As five Vikings in front of me finished their interpretive dance in the opener to this semester’s Latenite anthology, I only had one thought. It was the same thought I had last semester when, as a part of the anthology (a collection of short, comedic theater pieces) I watched a brutal killing and satanic ritual conclude an otherwise sweet Christmas sketch.
Where did these ideas come from?
To call Latenite weird or bizarre would be to say that which has been said too often. This characterization of absurdity (accurate though it may be) is to focus on product rather than process, style rather than philosophy.
Collazo characterizes the work his group does as “experimental comedy.” It’s a vague phrase, and one that is thrown around too loosely, too often. Collazo provides a more concrete definition—he sees Latenite as experimental in terms of its defiance of convention.

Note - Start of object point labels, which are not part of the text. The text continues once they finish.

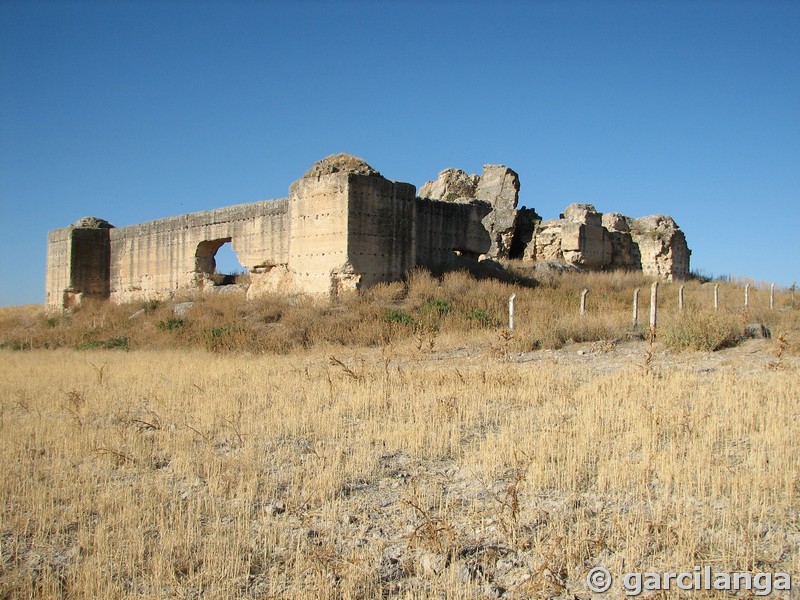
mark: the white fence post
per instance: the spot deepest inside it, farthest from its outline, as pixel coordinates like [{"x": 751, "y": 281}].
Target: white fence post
[{"x": 653, "y": 309}]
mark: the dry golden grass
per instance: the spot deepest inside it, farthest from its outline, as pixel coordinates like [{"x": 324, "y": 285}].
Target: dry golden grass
[
  {"x": 389, "y": 472},
  {"x": 400, "y": 442}
]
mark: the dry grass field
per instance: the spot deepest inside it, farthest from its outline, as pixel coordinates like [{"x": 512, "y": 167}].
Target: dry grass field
[{"x": 436, "y": 457}]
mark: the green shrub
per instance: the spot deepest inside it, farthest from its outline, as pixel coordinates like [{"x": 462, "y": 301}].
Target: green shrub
[
  {"x": 114, "y": 343},
  {"x": 701, "y": 331},
  {"x": 400, "y": 317},
  {"x": 439, "y": 307},
  {"x": 171, "y": 324}
]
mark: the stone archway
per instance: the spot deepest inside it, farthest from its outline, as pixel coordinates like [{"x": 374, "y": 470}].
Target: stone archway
[{"x": 206, "y": 263}]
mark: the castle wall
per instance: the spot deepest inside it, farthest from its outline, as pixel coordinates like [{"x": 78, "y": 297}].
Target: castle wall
[
  {"x": 381, "y": 228},
  {"x": 156, "y": 259},
  {"x": 447, "y": 230},
  {"x": 344, "y": 227},
  {"x": 318, "y": 220},
  {"x": 57, "y": 273}
]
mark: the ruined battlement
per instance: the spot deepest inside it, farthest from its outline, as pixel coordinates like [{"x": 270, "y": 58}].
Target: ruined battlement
[{"x": 344, "y": 226}]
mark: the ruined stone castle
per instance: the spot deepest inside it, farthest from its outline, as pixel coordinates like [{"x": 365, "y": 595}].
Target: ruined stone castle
[{"x": 344, "y": 227}]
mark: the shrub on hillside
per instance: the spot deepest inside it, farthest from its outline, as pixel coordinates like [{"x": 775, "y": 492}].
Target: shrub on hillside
[{"x": 701, "y": 331}]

Describing what drew him to Latenite in his first year, he says, “I liked how they took a lot of risks involved. These risks were very much risks of humor, risks of acting, risks of storytelling. Having shows that don’t make any sense whatsoever but being able to say that, OK, we’re going to be a group that produces the stuff that might not be able to get produced elsewhere,” Collazo says.
Latenite’s absurdity is rooted in its novelty. “That’s something that we’ve always kept at the core of the group: this want to try new things.”
Collazo, though, makes sure to not over-intellectualize the group’s work. “I could give you an answer of like, ‘Oh, we like it because it advances the genre.’ But I think a lot of people who do Latenite think that it’s just fun to do, it’s just fun to take these sort of procedural risks and see what happens.”
It’s a liberating view. “If an experiment we try doesn’t work or doesn’t get laughs, so it’s sort of like it’s fine. It’s fine in the moment that we made the attempt, we took the risk,” Collazo says.
And yet, this inherent curiosity that appears to drive the theater-making of Latenite manifests in a proud defiance of conventions of style. Comedy challenges institutions and conventions and for Latenite, the comedic form is no exception.
We end where we began: on campus
If Jerry Seinfeld is to be believed, college students today sit on the verge of rejecting comedy—at least, as he knows it—in its entirety. Although having stirred and started conversation, this looming calamity doesn’t seem to have stopped comedy here. Columbia students keep being funny.
And the humor made here is inherently just that: the humor of now. It reflects the college it was made in, the conversations occurring here—seriously, where is The Line?—and the art form as it’s understood by its next generation.
Collazo endeavors to capture what Columbia students as a whole find funny.
“We appreciate it when student writers, comedians, artists, even activists, point out things that are making our lives difficult, or seem absurd to us—point them out in ways that are not only sort of cathartic … but also in ways that are actually productive,” Callazo says.